Lower Open Likely For US Markets, Oil Jumps
Lower open likely for the U.S. markets Monday after the key stock index futures looked subdued on Monday morning.
At 6 a.m. ET, Dow futures indicated a negative open of about 90 points. Both S&P and Nasdaq futures were also marginally lower.
The market focus shifted to the anxieties around corporate results, with major U.S. banks to release their results later this week. On Friday, J.P. Morgan Chase and Wells Fargo would report their latest earnings.
Investor concerns stem from analysts prediction that the upcoming earnings season will be one of shrinking corporate results since 2016. At data front, factory orders data of February will be out on Monday.
Oil price jumps to Nov high
Oil prices surged to their highest level since November 2018 on Monday led by OPEC’s supply cuts, U.S. sanctions against Iran and Venezuela, Libya crisis and strong U.S. jobs data.
Per barrel price at International benchmark Brent futures zoomed to $70.62 at 0716 GMT on Monday, 0.4 percent or up 28 cents from their last close. U.S. West Texas Intermediate (WTI) crude jumped 30 cents, or 0.5 percent, at $63.39 per barrel.
In November, Brent and WTI had their highest at $70.76 and $63.48 a barrel.
“OPEC’s ongoing supply cuts and US sanctions on Iran and Venezuela are the major drivers of prices throughout this year,” noted Hussein Sayed, strategist at futures brokerage FXTM.
Asian stocks mixed
Asia markets showed mixed trends Monday as investors digested better-than-expected jobs data and progress being made in trade negotiations between Washington and Beijing.
Mainland Chinese stocks traded lower with the Shanghai composite slipping slightly and Shenzhen composite down 0.55 percent. But the Shenzhen component jumped 0.11 percent.
Hong Kong’s Hang Seng index gained 0.32 percent in the final hour of trading.
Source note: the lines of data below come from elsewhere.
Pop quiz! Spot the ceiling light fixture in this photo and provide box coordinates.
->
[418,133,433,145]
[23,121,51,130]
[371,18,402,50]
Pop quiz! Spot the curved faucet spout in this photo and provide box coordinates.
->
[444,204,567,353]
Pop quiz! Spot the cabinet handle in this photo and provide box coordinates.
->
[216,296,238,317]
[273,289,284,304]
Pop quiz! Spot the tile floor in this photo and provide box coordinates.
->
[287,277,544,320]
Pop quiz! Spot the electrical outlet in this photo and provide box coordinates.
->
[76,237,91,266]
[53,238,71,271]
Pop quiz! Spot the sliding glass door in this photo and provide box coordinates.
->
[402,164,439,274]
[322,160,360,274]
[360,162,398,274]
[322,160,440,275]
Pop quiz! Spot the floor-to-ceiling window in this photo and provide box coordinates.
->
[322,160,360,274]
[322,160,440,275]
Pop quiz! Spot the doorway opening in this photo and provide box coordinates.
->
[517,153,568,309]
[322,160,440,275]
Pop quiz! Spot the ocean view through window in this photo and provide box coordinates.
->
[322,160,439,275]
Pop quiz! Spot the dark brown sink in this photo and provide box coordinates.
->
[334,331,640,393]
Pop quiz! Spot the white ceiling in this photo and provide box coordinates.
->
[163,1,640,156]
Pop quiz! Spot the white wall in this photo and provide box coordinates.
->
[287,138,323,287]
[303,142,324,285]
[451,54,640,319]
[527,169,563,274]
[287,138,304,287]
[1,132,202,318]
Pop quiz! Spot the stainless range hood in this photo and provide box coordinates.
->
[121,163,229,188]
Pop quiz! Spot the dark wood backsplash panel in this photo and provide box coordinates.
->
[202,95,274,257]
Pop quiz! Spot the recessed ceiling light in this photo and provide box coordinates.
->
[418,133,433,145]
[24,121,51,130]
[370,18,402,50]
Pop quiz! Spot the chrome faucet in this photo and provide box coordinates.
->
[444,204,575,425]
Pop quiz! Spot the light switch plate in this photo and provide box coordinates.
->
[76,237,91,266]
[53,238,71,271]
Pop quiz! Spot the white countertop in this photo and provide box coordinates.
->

Japan’s Nikkei 225 slipped 0.21 percent while the Topix shed 0.35 percent. South Korea’s Kospi closed fractionally higher while Australia’s ASX 200 advanced 0.65 percent.
In Europe, the stocks were slightly off with the pan-European Stoxx 600 down by 0.2 percent in the early morning trade. Investors are weighing the challenges of a likely hard U.S. earnings season.
Gold price up
Meanwhile, gold prices zoomed to a one-week peak on Monday after the dollar slipped as U.S. wage growth slowed in March. Spot gold moved up 0.4 percent to $1,296.87 per ounce by 0746 GMT. U.S. gold futures jumped 0.4 percent at $1,301 an ounce.
“The dollar index is pulling back from multi-week highs and gold prices are riding this tailwind of the softer dollar,” commented Margaret Yang, a market analyst with CMC Markets, Singapore.